There was Bass: light-brown hair slicked back with oil, cigarette tucked behind one ear, always wore dated sleeveless army shirts; quiet, polite, could take a man’s head off with one slice of his Bowie knife.

There was Twist: psychedelia and psychosis were his thang. The least stable of the bunch, thanks to his predilection for every psychoactive drug he could get his fingers on. He was a liability, and he was the only one not to know it. His hair was falling out on top, lank and long around this warning sign of baldness. When he wasn’t babbling incoherently, he took to staring vacantly. But he could kill, so he was still useful. For now.

That left Saw and Grave. Saw was a big monster of a man, bearded, face a mask of scars. One of his eyes had been dislocated by a Burster, and thanks to what was obviously the cruel humour of a plastic surgeon, it was now situated halfway down his cheek.

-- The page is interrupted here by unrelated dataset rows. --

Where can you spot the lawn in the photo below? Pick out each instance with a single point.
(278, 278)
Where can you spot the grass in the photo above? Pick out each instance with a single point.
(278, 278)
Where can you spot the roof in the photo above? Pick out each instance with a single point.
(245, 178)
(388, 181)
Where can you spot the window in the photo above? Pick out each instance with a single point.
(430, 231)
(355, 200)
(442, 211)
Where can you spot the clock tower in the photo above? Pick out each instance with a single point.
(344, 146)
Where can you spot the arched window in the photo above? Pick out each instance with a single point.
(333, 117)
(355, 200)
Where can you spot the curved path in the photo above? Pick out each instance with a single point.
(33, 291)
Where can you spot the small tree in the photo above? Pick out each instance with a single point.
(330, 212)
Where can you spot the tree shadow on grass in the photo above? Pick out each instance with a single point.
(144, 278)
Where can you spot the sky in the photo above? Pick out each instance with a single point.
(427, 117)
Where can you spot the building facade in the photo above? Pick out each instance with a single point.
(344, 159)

Of course the surgeon had not lived long to enjoy his little joke. This Dog’s weapon of choice was a chainsaw.

Grave was always in black.

‘The expedition was apparently attacked while visiting Akima village,’ Sabit continued. ‘The military will be deployed to suppress any rebel activity in the area. We have heard an account of what happened from the only tourist to survive the attack. You will doubtless hear something of its content, and you will ignore it. The man is suffering from trauma and this has coloured his memory. Mummies do not come to life, and there’s an end to it. This is obviously an elaborate Papul Resistance trick to engage local and maybe offworld support. I have instigated measures to ensure word of this does not spread: I do not want lucrative Papul tourism to suffer as a result of this affair.’

Some of the Dogs sniggered. They had not heard anything about the attack. But Sabit being apparently concerned about

‘mummies coming to life’ was enough to earn him a derisive toss of a cigarette butt that bounced off his face on the screen.

Sabit was continuing to talk on the recorded message and Pan yelled at his colleagues to shut up.